Let $e(r)$ be a monotone decreasing function in $r\in [0, \infty)$. Suppose that $\int_{\mathbb{R}} |e(r)|dr< \infty$. Let $x_i$,$x_i'$ in $\mathbb{R}^n$, $i=1,\ldots,k$ and $k\leq n+1$ such that $||x_i-x_i||\geq ||x_i'-x_j'||$. Let $e_{x_i}(y) = e(||x_i - y||)$.
I want to prove that $\int_{\mathbb{R}^n} \Pi e_{x_i} \leq \int_{\mathbb{R}^n} \Pi e_{x'_i}$. This is found in page 3 of this article (at the bottom) https://www.ihes.fr/~gromov/wp-content/uploads/2018/08/1658.pdf.
Here, Gromov claims that it follows inmediately from the fact that $\text{vol}(\cap_{i=1}^{k} B(x_i,r_i) ) \leq \text{vol}(\cap_{i=1}^{k} B(x'_i,r_i) )$ for all $r_i \geq 0$.

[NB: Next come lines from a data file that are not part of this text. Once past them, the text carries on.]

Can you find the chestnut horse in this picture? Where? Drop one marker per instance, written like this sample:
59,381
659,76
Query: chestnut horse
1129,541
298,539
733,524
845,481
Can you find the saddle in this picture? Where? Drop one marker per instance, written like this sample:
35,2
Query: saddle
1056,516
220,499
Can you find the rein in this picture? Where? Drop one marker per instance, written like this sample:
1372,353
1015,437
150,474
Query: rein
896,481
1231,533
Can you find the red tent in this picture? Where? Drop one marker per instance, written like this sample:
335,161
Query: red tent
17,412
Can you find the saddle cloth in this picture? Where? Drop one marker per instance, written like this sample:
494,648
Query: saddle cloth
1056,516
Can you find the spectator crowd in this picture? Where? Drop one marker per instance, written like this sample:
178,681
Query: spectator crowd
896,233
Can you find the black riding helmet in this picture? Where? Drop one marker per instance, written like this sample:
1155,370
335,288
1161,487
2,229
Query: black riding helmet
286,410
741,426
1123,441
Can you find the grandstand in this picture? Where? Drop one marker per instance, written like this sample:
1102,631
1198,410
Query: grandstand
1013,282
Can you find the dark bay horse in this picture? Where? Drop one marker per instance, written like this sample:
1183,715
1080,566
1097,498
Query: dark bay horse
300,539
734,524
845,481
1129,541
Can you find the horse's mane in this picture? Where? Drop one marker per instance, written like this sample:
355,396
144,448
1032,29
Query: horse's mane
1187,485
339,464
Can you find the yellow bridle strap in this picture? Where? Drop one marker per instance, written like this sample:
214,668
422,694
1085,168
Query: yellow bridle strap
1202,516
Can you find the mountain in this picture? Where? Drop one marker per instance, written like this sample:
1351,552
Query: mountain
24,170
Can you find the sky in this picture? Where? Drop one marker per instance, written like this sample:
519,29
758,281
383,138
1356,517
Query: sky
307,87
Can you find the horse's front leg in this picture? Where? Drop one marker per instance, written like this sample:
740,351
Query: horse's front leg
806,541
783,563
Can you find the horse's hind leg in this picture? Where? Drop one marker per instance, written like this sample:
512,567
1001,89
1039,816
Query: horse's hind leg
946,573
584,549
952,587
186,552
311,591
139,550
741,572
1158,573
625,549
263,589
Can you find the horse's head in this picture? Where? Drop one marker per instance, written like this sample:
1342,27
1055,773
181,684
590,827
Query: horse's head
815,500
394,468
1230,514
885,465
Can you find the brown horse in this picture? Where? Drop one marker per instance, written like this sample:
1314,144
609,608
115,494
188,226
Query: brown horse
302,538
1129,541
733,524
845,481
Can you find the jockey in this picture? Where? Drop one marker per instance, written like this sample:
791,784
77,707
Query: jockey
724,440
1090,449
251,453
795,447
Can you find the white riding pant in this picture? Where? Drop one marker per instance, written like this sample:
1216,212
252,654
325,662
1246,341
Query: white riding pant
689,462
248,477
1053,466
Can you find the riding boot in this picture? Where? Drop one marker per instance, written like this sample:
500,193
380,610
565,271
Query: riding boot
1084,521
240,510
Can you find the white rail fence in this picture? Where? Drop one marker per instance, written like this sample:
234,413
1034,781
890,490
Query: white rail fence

But that is not obvious to me. Let me show you my attempts to prove that theorem:
Let $A(r_i)= \cap_{i=1}^{k} B(x_i,r_i)$ and $A'(r_i)= \cap_{i=1}^{k} B(x'_i,r_i)$.
I think that is enough to prove that $\int_{A(r_i)} \Pi e_{x_i} \leq \int_{A'(r_i)} \Pi e_{x'_i}$ for every $(r_i)$, and then note that $\mathbb{R}^n = \cup_{r_i} A(r_i) $ and $\mathbb{R}^n = \cup_{r_i} A'(r_i) $, so the inequality follows for $\mathbb{R}^n$. However, I can't prove this statement. But I have some ideas: I think that if, for every $A = A(r_i)$, I can find an $U(A) \subset A'$ such that $\int_{A(r_i)} \Pi e_{x_i} = \int_{U(A)} \Pi e_{x'_i}$ then, as volume is an increasing function, then $\int_{A(r_i)} \Pi e_{x_i} = \int_{U(A)} \Pi e_{x'_i} \leq \int_{A(r_i)} \Pi e_{x'_i}$ and I am done. I think that I may want an argument be like of: as $\text{vol}(A) \leq \text{vol}(A')$, then exist a set $B\subset A'$ such that $\text{vol}(A)=\text{vol}(B)$ so blablabla.
So, as you can see, I'm very stuck.
Do you know how the claim follows? Is it very obvious as Gromov says? I am forgetting something? Thanks in advance.